Für den Angeklagten gilt die Unschuldsvermutung.
Video: Prozess im Fall Kellermayr: Hassposter vor Gericht
Der Liveblog zum Nachlesen:
Hilfe in Krisensituationen
Sind Sie in einer Krisensituation? Hier finden Sie Hilfe:
- Telefonseelsorge: 142 (Notruf), täglich 0–24 Uhr, online unter www.telefonseelsorge.at
- Sozialpsychiatrischer Notdienst/PSD: 01/31330, täglich 0–24 Uhr, online unter www.psd-wien.at
- Rat auf Draht: 147. Beratung für Kinder und Jugendliche. Anonym, täglich 0–24 Uhr, online unter www.rataufdraht.at
- Kindernotruf: 0800 567 567, Beratung bei persönlichen Krisen. Anonym, täglich 0-24 Uhr www.bittelebe.at
- Suizidprävention auf www.gesundheit.gv.at/leben/suizidpraevention
Fall Kellermayr - Erster Prozesstag
Zusammenfassung
- Unter großem Medieninteresse hat am Mittwoch in Wels der Prozess gegen einen 61-jährigen Deutschen, der die oberösterreichische Ärztin Lisa-Maria Kellermayr im Internet massiv bedroht haben soll, begonnen.
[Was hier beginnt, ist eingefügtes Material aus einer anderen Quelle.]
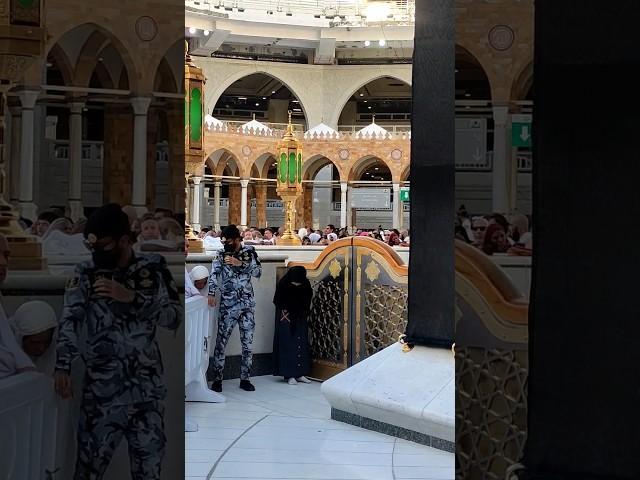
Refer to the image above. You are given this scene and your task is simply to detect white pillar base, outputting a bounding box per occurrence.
[18,200,38,222]
[185,373,227,403]
[69,200,84,222]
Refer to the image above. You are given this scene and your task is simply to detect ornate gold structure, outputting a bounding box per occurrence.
[276,110,303,245]
[0,0,47,270]
[184,40,204,253]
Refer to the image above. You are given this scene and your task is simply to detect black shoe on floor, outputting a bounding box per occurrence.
[240,380,256,392]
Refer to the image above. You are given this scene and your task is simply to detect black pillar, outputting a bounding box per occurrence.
[406,0,455,348]
[524,0,640,480]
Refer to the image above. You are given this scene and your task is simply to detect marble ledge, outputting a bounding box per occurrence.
[322,343,455,449]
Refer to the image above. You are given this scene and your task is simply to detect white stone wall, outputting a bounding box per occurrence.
[193,57,412,128]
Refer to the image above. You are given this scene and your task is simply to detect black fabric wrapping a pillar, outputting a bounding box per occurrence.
[406,0,455,348]
[523,0,640,480]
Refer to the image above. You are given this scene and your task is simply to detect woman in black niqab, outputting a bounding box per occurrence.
[273,266,313,385]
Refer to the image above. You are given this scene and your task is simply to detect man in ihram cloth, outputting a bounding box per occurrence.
[209,225,262,392]
[55,204,184,480]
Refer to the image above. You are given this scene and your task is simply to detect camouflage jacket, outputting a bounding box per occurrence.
[56,255,184,405]
[209,245,262,309]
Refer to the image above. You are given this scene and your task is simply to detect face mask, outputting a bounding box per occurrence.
[91,248,120,270]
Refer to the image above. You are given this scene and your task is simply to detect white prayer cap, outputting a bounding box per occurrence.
[189,265,209,282]
[13,300,58,338]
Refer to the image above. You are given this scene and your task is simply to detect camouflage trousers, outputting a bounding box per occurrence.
[213,306,256,380]
[74,401,166,480]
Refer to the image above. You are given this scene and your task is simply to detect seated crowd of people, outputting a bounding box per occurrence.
[20,206,184,254]
[192,224,410,250]
[455,205,533,256]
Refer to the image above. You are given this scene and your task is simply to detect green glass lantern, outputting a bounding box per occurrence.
[276,111,302,245]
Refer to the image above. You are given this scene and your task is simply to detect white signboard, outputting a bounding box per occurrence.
[351,187,391,210]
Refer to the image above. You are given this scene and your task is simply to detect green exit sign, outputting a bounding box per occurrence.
[511,115,531,147]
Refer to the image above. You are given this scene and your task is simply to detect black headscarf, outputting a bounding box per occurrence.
[273,266,313,316]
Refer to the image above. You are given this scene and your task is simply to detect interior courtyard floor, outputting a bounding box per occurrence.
[185,376,455,480]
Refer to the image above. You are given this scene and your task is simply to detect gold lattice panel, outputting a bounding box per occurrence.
[356,284,409,357]
[456,347,528,480]
[309,277,344,363]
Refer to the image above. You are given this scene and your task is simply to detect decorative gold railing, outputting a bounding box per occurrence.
[290,237,528,480]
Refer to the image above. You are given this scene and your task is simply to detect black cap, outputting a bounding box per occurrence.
[222,225,241,240]
[84,203,130,239]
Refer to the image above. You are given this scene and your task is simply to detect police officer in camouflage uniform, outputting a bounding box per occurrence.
[55,204,184,480]
[209,225,262,392]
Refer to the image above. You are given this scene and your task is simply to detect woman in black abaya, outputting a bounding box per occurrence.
[273,267,313,385]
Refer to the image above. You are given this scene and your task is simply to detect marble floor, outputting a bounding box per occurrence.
[185,376,454,480]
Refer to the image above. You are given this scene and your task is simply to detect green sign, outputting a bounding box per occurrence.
[511,115,531,147]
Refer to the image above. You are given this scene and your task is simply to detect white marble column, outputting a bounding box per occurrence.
[5,105,22,206]
[240,178,249,229]
[131,97,151,215]
[213,182,222,231]
[69,102,84,221]
[18,90,40,221]
[392,183,402,230]
[191,177,204,232]
[491,105,512,213]
[340,182,349,228]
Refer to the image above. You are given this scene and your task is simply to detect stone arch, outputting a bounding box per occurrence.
[302,154,346,182]
[45,43,75,86]
[47,22,140,91]
[326,69,412,128]
[511,60,533,100]
[205,66,312,128]
[205,147,241,176]
[349,155,394,181]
- Gemäß forensisch-psychiatrischem Gutachten seien die Angriffe mitursächlich für den Suizid der Medizinerin im Juli 2022 gewesen.
- Der Angeklagte, der sich nicht selbst äußerte, gibt laut den Verteidigern zwar einen Disput mit Kellermayr zu, bekannte sich aber nicht schuldig.